# Salt life in soil



## Dan F (May 8, 2003)

Does anyone know how long it takes salt to leach out of soil? 

We have a maintenance contract at a sorority house at the local university. About 3-4 weeks ago, the girls decided to initiate the pledges. Apparently, they thought it wise to do it on the front lawn. I'm not sure what exactly happened, but I am reasonably sure I would have liked to see it. 

When we got there, there were piles of what appeared to be rock salt (may have been some sort of ice melter), cat litter and detergent on the lawn. Unfortunately, we did not have a shop vac with us and it rained that night. Now there are brown spots in the lawn that we need to re-seed. The problem is that we don't know when anything will grow there. 
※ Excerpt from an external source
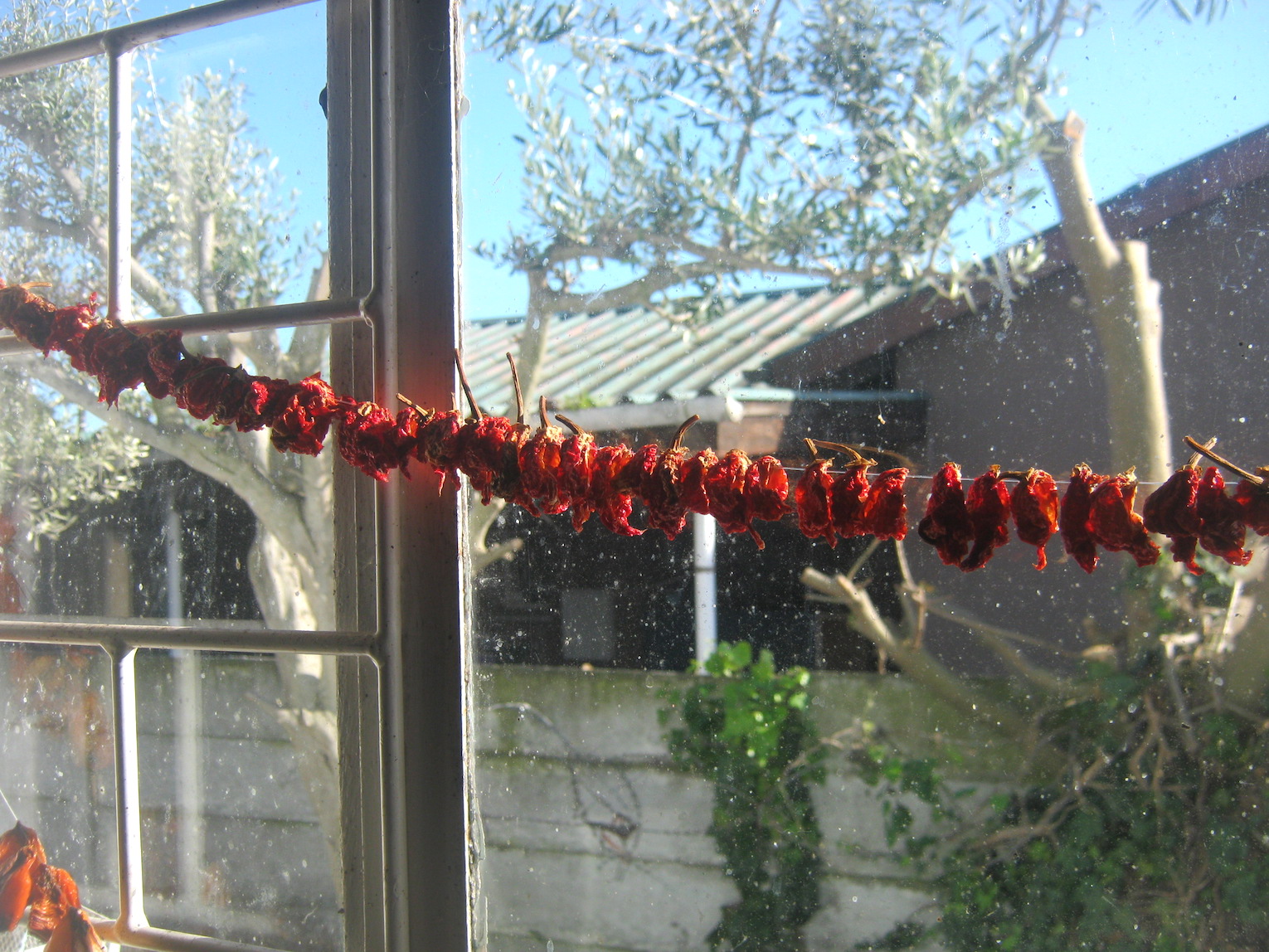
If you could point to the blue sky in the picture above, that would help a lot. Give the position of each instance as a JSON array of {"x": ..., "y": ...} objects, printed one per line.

The house dad watered the lawn he said for four days straight, and we have had several good rains since then. 

Does anyone have any experience with anything like this or are we the guinea pigs? 

BTW, I have NO idea what the concentration would have been in pounds/square foot, if you are wondering!


Dan


----------



## jimmyq (May 9, 2003)

if it was straight up salt (NaCl) it is very soluble in water and therefore shouldn't have a long life in the surface soil with sufficient irrigation, but without seeing some pictures of what happened I cannot comment further.


----------



## Reed (May 9, 2003)

Home Depot - Medina Soil Conditioner. 

Twice label rate, irrigate 2". Repeat. 

Hurricanes do more than knock over trees - tidal surges bring salt water and had to remediate more than one landscape. Also de-icer accidents, had good luck working on piles left after trucks rolled over.


----------